Fretting at the urgency of the situation, Skena glanced up at her daughter. There was no way the children and she could get this man onto the horse’s back. As well, waiting until they were missed and her people came searching for them was not a choice. Aid had to be summoned from the fortress. The warrior’s life, and theirs, hung in the balance.

“If wishes were wings we could fly back to the dun,” she muttered under her breath.

Rising to her feet, she tried to decide what the best course of action was. She could not abandon the man here alone, defenseless, while she went to fetch help, not with dark closing in. Nor could she dare leave the children out here with him. Grabbing Andrew by the waist, she swung him up behind his sister in the saddle.

“Andrew, you needs must ride for help. Do no’ run the horse. I know you love to do that. Have care the beastie does no’ slip in the snow. Hie you to Craigendan and tell them to fetch a cart…and furs…and any warming stones if they be ready. Tell Cook to heat water for baths and prepare hot broth for us all.” She handed him the reins.

“Aye, Màthair. I shall be careful,” he promised solemnly, assuming the responsibilities of a man upon his small shoulders.

“Our lives depend upon you, Andrew, my brave lad.” She moved to the horse’s head and rubbed his forelock. “Oh, noble steed, carry my children safely to Craigendan…save us all, and I shall see you get apples through the winter.”

Closing her eyes tightly against the tears, she hugged him, and then said a silent prayer to the Auld Ones to keep her bairns safe. Hoping she was doing the right thing, she gave the horse a light slap on his haunch and set him in motion. With her heart pounding, she watched until the pale stallion disappeared in the blinding blizzard.

Turning back to the man on the ground, she once again had to wipe the gathering flakes from his face. She attempted to tug him to a sitting position, thinking she could wrap her mantle around them both, and lend him what little body heat she still had.
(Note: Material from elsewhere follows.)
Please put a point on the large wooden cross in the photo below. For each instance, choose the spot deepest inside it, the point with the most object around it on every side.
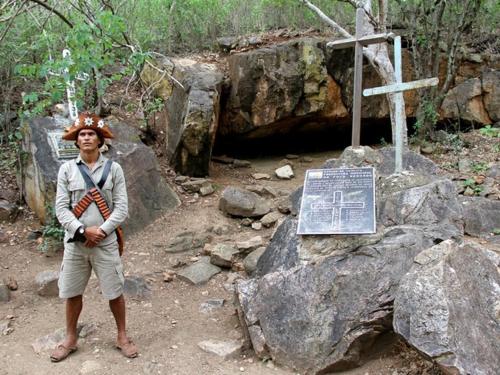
(358, 41)
(399, 87)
When she went to lift him, she realized he still had his broadsword lashed crosswise over his back. Finding the strap’s buckle on the center of his chest, she released it.

Then, froze as the howl came.

It was close by. The man groaned as she urgently rolled his dead weight, enough to drag the sword out from under him, and then dropped the leather sheath as she freed the blade. Holding the sword in her right hand, she used her left to release the clasp of her mantle. She would need her arms free to swing the sword. Keeping her eyes fixed upon the trees, she dragged her woolen cape over the man’s unmoving body.

The deep growl sent a chill to her marrow as the threat of the snowstorm had failed to do. Low tree limbs rustled and then parted as the set of glowing yellow eyes peeked through the wintry foliage.

Swallowing hard, Skena brought the sword up, preparing to swing, and praying she had strength enough to wield the mighty sword true.